As a community, we have in recent weeks been hard hit with bereavements. Life has been interrupted and disrupted by death. Even in this state of affairs, I want to celebrate the sense of community with which we have confronted this devastating wave of grief and loss.
In the words of Martin Luther King, Jr, “You get to see the person’s character not in the moments of celebration, but in moments of controversy.” It is in these trying times that our character as a community has been exposed. People have put their business aside to be with the families who mourn. To belong is to be cared for. The gesture of presence goes a long way in knowing that one is not alone. Church communities are the embodiment of God, this God who comes to be with His people. Thank you, beloved disciples of the Calvary Methodist Church. My heart warmed up when I heard people took the initiative to go and visit without being asked to do so. My heart leaped with praise when the families told me that the people called Methodists from Calvary Methodist Church were here and they blessed us with such a healing prayer service. We did what we are called to do, to being Christ to those who need Him the most.

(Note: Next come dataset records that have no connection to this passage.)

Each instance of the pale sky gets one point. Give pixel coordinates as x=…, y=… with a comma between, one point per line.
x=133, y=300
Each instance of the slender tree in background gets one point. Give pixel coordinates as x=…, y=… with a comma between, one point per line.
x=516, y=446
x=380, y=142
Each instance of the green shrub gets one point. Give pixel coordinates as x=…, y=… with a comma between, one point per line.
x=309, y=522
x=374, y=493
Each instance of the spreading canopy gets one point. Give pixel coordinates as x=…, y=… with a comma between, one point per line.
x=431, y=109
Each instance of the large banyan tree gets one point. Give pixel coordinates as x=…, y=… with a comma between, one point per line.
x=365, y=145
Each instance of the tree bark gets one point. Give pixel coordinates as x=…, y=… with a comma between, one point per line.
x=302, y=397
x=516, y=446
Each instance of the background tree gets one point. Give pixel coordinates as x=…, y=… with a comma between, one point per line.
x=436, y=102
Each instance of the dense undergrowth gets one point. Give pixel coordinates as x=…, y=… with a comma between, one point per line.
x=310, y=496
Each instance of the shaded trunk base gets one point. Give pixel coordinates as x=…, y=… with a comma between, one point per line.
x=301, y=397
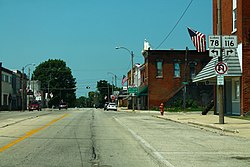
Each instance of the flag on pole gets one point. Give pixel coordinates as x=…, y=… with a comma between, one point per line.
x=124, y=79
x=199, y=40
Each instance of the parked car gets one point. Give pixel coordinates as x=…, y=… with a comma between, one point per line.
x=105, y=105
x=99, y=105
x=35, y=105
x=63, y=105
x=112, y=106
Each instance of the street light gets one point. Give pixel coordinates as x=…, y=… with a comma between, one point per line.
x=132, y=64
x=114, y=76
x=33, y=64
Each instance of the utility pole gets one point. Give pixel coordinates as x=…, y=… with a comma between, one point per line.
x=132, y=80
x=220, y=87
x=23, y=89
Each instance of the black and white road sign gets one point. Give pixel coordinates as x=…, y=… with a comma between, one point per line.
x=229, y=42
x=230, y=52
x=214, y=52
x=220, y=79
x=214, y=41
x=221, y=68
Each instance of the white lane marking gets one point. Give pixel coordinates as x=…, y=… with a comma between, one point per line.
x=146, y=145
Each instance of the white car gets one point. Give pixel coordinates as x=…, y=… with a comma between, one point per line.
x=112, y=106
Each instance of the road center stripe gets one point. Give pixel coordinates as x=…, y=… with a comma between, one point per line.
x=30, y=133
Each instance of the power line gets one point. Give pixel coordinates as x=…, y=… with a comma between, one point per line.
x=175, y=24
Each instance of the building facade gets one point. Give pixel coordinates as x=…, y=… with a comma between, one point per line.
x=235, y=21
x=166, y=74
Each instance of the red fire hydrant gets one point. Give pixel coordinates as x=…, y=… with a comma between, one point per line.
x=162, y=109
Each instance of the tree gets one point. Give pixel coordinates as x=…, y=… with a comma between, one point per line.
x=56, y=78
x=105, y=90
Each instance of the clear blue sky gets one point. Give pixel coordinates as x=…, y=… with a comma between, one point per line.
x=84, y=33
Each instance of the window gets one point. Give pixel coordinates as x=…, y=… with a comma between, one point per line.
x=6, y=78
x=237, y=90
x=159, y=68
x=234, y=15
x=192, y=70
x=5, y=99
x=176, y=69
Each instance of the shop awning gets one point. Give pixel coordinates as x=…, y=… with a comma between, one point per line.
x=209, y=73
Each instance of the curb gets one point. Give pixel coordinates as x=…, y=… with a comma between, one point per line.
x=200, y=124
x=214, y=127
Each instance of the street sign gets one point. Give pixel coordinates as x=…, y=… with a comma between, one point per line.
x=221, y=68
x=214, y=41
x=220, y=79
x=229, y=42
x=132, y=90
x=214, y=52
x=230, y=52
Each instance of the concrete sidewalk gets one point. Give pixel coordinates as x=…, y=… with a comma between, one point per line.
x=231, y=126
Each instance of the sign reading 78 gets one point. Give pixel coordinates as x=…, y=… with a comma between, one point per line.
x=214, y=41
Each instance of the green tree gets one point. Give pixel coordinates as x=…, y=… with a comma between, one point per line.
x=105, y=90
x=56, y=78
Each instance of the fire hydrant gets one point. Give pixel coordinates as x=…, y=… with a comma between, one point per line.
x=162, y=109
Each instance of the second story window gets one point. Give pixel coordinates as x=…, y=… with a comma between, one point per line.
x=234, y=15
x=192, y=70
x=159, y=68
x=177, y=71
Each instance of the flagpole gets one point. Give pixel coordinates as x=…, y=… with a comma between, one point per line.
x=220, y=87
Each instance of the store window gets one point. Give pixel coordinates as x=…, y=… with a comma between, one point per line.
x=177, y=70
x=234, y=12
x=159, y=72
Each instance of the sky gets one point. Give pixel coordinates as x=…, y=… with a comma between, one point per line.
x=85, y=33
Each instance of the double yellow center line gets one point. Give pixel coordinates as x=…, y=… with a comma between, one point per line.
x=30, y=133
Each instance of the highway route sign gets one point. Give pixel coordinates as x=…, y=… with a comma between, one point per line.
x=214, y=41
x=214, y=52
x=230, y=52
x=221, y=68
x=220, y=79
x=229, y=41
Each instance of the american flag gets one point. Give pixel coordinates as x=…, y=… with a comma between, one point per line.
x=199, y=40
x=124, y=79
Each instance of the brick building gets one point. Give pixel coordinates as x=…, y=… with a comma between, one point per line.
x=235, y=21
x=167, y=73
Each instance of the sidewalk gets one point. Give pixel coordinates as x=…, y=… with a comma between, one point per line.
x=231, y=126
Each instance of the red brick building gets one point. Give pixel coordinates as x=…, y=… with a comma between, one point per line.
x=165, y=74
x=235, y=21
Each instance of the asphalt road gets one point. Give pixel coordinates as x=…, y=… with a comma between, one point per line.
x=93, y=137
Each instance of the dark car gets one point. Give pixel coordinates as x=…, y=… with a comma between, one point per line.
x=35, y=105
x=105, y=105
x=63, y=105
x=99, y=105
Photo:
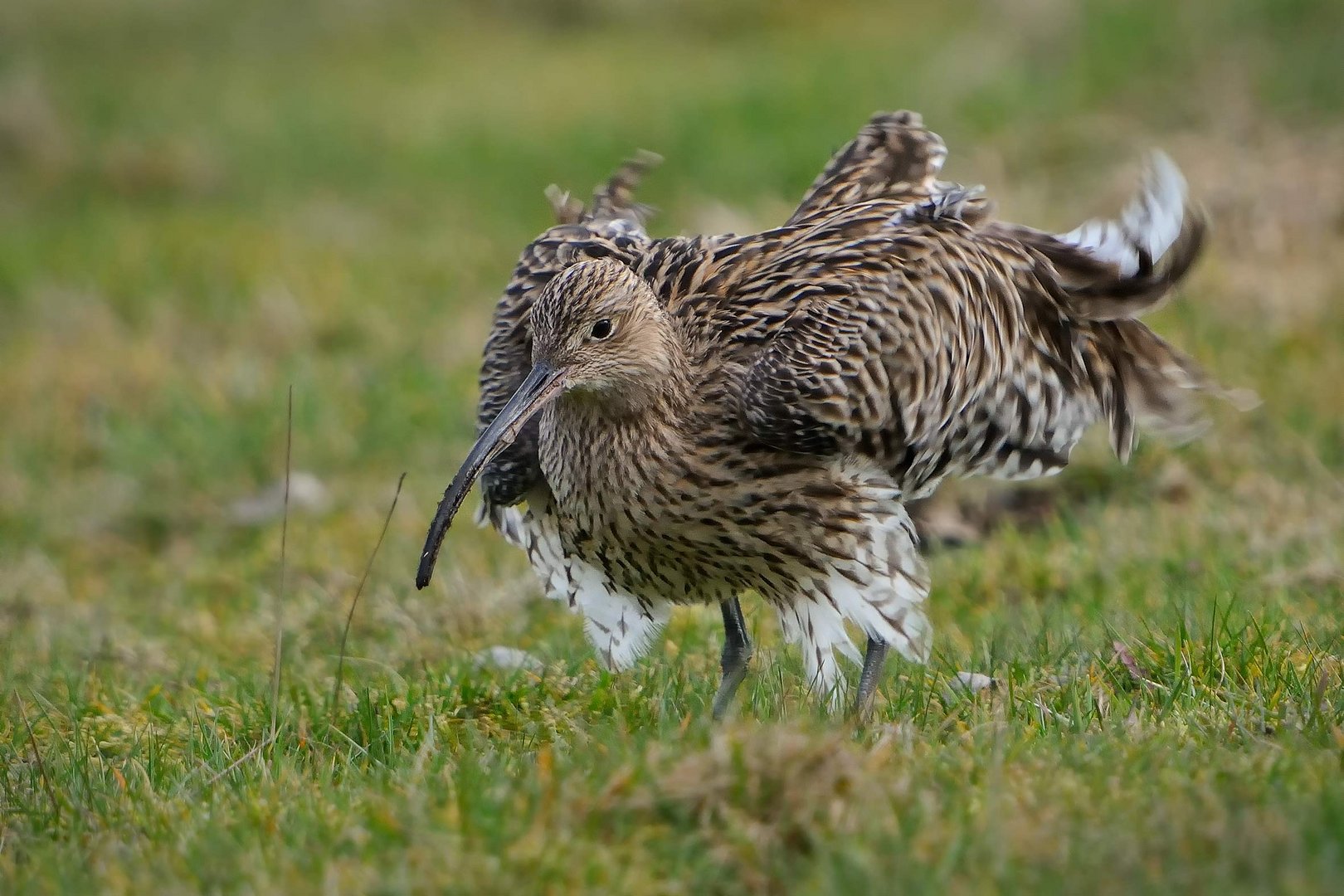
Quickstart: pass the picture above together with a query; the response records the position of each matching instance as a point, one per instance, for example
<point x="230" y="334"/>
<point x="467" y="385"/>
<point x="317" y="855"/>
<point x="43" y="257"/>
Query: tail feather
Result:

Kwasi Wiredu in his book Philosophy in an African culture, writes “To be, is to be known.” I praise God that over these past weeks we have become, by making ourselves known. I would like everybody to be known in our community. This remains to a greater extent, each individual’s responsibility, to either be a number or be known. This sense of knowing is reciprocal, as you become known, you also get to know. It will take a few adjustments to your priorities to make others your priority. Nobody has the time, but we can all create time, especially for other people.
People are the only hope we have. When everything else depends on us, we can depend on one another. Everything else will just stare at us, but people will minister to us. Let us continue to minister to each other.